Trump, who used to support legal abortions, changed direction in 2011 and announced that he opposed abortion rights. He can't stray too far from that stance now without risking the loss of his conservative base.

And the battle over abortion and even contraception is growing more heated. Health and Human Services secretary Tom Price has said federal funding for birth control is unnecessary and that providing it violates religious freedoms, and he is now in a position to delete it from the ACA's preventive care list.

In addition, Republicans have proposed changes to Medicaid, according to the Huffington Post, that would limit the amount of federal money sent to each state — and that could mean states would lower reimbursement rates for contraception and many women would lose Medicaid coverage altogether.

So women are stocking up and preparing for the siege. Across the country, family planning clinics are being hit with soaring demand for contraceptive services — in particular long-acting IUDs and implants.

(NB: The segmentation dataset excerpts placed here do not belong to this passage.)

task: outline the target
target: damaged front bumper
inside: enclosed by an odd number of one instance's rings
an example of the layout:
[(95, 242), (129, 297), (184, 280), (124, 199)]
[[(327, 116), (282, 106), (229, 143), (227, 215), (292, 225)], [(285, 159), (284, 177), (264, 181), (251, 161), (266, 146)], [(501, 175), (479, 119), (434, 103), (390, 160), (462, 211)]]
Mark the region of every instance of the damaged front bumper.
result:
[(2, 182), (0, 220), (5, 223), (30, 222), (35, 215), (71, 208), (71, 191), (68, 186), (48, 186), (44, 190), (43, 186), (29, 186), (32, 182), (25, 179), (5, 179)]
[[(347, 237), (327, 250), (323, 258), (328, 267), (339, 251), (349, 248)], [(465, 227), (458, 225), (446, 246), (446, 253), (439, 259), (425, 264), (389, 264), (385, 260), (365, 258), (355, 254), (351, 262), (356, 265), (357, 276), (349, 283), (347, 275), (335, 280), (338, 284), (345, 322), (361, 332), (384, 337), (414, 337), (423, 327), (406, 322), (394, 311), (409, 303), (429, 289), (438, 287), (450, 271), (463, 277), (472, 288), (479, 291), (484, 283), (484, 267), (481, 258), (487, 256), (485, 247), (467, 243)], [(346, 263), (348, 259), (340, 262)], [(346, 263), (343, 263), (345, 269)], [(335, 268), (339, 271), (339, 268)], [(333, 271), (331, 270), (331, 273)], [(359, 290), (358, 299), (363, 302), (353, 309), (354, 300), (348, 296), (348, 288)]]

In Indiana, appointments for long-acting birth control methods have jumped by more than 50 percent compared to last year, according to Kristin Adams, CEO of the Indiana Family Health Council, which oversees federal and state funding for family planning clinics in the state.

Adams is quoted in the report saying, "We're hearing some patients who have a long-acting device that's good for only three years tell us to rip it out and put in the 10-year plan. It's a sad state of affairs that women have to put off childbearing for 10 years because they're afraid of losing their insurance."

Some lawmakers are taking action, too, with legislators in several states proposing laws to require all insurers, including Medicaid, to pay for contraceptive services without copays and without delays. Other policies also seek to expand women's access to contraception.

The report tells of new bills in more than a dozen states aimed at allowing women to stockpile a year's worth of birth control pills with a single pharmacy visit, to lessen the probability that they'll run out and have to cease taking them because they can't pay for them.

Other bills would also allow pharmacists to prescribe pills and other forms of hormonal birth control without requiring the delay and cost of a doctor's visit.